# Wanna try my first Fattie..



## californiagrillin (Feb 13, 2010)

It's a beautiful 77 degrees out today, sitting in the backyard with the family enjoying some good music, board games and some cold adult pops and thought this would be a perfect time to try smoking a fattie. My question's are: Can I use any type of rub I choose, what temp should I be smoking it at and for how long?


----------



## Nick Prochilo (Feb 13, 2010)

I use my every day go to rub, what ever suits your fancy! I smoke them in the 260* range. Mine take about 3 hours but they are fat. I don't use breakfast sausage, I use italian sausage and stuff it with what ever is in the fridge! The internal temp should hit 165*.


----------



## californiagrillin (Feb 13, 2010)

Thanks Nick! All I have is breakfast sausage, but for a first run I think it should be fine. In the immortal words of "BW", I'll "Repoat" the results.


----------



## Nick Prochilo (Feb 13, 2010)

That's what i did my first one with. It becomes addicting and you will have to try and experiment with all different things aftre that! Every time I cook something for the firehouse, I always throw on 2 or 3 of them, the guys love um!


----------



## Vermin999 (Feb 13, 2010)

I have only made them with breakfast sausage and use whatever rub is on hand. I prefer making my fatties without anything inside of them.


----------



## californiagrillin (Feb 13, 2010)

so the grill is heating up, the rub is on the sausage and I'm going through my selection of wood chunks that I have available. Looks as though I'm out of Hickory, my choices are: Mesquite, Pecan or Apple. Recomendations?


----------



## BigGQ (Feb 13, 2010)

If it were me, I'd go with the Pecan.


----------



## bbquzz (Feb 13, 2010)

Pictures next please


----------



## Shores (Feb 13, 2010)

Pecan for me too.


----------



## californiagrillin (Feb 13, 2010)

Pecan it is! Pics coming.


----------



## californiagrillin (Feb 13, 2010)

WOW! I see what the fuss is about. Fattie turned out fabulous. Thank you all for your words of wisdom on grilling procedures and wood flavors. Very good. Made some biscuits and made it all the better. Will post pics manana as I have been slightly over served (by me, of course) and am unable to download at this moment   :?


----------



## john pen (Feb 14, 2010)

I know we have a lot of new guys here, and this hasen't been said in a while...Soooooo ........  no pics = no cook


----------



## Nick Prochilo (Feb 14, 2010)

What John said


----------



## bbquzz (Feb 14, 2010)

What JP and Nick said. You "GOTTA" share! How do we know you really did it if we can't see it


----------



## californiagrillin (Feb 15, 2010)

Ok guys, I got em, I got em. Sorry for the delay.
[attachment=3:1ku5vsjb]Fattie Cook 073.JPG[/attachment:1ku5vsjb]
[attachment=2:1ku5vsjb]Fattie Cook 076.JPG[/attachment:1ku5vsjb]
[attachment=1:1ku5vsjb]Fattie Cook 078.JPG[/attachment:1ku5vsjb]
[attachment=0:1ku5vsjb]Fattie Cook 081.JPG[/attachment:1ku5vsjb]
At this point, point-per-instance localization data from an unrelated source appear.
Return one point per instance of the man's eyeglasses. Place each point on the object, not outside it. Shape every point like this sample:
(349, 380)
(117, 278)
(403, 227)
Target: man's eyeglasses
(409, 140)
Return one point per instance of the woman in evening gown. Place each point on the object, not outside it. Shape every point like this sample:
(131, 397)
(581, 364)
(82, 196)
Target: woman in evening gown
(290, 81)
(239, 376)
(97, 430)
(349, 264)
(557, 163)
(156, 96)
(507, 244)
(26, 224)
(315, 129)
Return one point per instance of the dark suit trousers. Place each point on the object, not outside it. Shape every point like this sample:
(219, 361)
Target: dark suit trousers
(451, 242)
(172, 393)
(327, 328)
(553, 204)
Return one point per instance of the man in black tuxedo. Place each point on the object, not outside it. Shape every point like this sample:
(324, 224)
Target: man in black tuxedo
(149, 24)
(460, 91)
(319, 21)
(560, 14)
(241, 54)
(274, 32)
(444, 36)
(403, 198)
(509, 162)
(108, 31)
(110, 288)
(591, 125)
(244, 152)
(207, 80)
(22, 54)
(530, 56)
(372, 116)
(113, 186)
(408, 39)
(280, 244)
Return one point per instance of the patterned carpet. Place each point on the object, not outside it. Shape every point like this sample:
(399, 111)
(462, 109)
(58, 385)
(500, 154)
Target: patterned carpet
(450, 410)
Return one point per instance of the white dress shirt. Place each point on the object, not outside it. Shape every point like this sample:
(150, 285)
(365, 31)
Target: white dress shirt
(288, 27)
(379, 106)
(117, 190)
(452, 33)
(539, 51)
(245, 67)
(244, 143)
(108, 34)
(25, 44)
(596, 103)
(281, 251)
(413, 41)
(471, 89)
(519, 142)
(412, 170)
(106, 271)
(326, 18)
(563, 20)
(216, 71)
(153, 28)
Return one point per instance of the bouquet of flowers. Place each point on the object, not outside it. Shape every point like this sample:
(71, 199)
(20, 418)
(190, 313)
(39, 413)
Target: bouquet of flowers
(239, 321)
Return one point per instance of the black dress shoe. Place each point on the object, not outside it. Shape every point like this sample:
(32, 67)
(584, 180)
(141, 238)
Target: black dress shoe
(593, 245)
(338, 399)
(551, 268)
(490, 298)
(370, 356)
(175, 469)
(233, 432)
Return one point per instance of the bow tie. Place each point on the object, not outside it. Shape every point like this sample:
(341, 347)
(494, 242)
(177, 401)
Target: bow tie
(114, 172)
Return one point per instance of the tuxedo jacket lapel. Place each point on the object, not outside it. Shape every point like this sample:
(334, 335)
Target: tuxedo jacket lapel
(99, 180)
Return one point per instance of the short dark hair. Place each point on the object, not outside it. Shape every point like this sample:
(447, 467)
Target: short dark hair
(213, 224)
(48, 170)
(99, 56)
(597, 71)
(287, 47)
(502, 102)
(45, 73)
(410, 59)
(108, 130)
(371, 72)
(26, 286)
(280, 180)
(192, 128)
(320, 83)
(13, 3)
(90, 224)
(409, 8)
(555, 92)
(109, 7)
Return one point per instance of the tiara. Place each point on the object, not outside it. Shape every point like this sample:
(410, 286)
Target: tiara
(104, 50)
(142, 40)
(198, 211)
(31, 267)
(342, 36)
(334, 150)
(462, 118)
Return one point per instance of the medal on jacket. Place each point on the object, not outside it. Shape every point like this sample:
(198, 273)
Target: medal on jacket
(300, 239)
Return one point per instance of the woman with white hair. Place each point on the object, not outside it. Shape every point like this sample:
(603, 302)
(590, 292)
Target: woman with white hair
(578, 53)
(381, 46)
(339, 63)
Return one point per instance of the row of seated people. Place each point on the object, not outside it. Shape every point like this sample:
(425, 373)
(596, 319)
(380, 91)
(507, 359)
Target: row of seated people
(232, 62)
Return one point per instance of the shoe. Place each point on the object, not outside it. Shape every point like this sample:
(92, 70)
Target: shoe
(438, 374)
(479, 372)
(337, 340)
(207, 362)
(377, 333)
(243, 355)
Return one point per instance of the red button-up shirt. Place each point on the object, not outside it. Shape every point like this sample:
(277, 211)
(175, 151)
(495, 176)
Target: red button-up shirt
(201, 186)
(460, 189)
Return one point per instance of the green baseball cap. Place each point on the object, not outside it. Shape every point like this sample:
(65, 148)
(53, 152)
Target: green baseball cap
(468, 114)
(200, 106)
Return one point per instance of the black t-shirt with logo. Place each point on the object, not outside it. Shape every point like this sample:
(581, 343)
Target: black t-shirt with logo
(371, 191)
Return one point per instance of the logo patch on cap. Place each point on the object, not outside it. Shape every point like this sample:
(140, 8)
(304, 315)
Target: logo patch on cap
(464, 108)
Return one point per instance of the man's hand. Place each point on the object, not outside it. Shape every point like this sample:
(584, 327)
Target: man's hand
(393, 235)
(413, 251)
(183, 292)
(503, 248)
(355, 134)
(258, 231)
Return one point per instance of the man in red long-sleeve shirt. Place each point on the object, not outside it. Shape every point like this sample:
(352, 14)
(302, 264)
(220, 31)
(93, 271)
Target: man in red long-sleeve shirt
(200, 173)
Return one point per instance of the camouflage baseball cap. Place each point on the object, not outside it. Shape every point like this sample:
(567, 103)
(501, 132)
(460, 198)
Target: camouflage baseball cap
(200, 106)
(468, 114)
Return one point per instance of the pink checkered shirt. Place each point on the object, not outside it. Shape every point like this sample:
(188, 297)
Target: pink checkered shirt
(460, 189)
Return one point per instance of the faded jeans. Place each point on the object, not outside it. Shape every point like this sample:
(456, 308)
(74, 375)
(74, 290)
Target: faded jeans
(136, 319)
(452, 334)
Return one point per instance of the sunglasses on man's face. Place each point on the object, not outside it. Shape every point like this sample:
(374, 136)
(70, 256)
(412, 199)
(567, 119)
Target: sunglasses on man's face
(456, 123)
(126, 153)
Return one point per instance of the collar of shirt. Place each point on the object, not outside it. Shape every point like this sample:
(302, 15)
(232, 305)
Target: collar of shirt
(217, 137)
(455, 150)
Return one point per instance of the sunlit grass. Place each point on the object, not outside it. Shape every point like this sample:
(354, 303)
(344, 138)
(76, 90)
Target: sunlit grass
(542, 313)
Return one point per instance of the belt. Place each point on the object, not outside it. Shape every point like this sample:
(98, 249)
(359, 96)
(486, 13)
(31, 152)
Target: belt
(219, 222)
Pics aren't that great, gotta work on my photography skills, one thing at a time right? The fattie was great. A few of you guys said you stuff yours, what are some suggestions for the stuffing?


----------



## Nick Prochilo (Feb 15, 2010)

Cheese, salami, roasted red pepper, olives, spinach, pimentos, jalepenos pretty much anythinginthr fridge you want to get rid of!


----------



## bbquzz (Feb 16, 2010)

That's a phat fattie ... Looking good!


----------



## Justaguy (Feb 16, 2010)

Gotta be careful with those, ya get hooked easy.  Pretty soon every time you cook, you'll go looking for sausage and fillings.


----------



## ScottyDaQ (Feb 17, 2010)

Nick's made some awesome lookin fatties. Listen.


----------



## Nick Prochilo (Feb 19, 2010)

ScottyDaQ said:
			
		

> Nick's made some awesome lookin fatties. Listen.




They said that same thing about me in high school!


----------



## Griff (Feb 20, 2010)

Nick Prochilo said:
			
		

> ScottyDaQ said:
> 
> 
> 
> ...


 :P   :P :P  Nick, I can't remember high school.


----------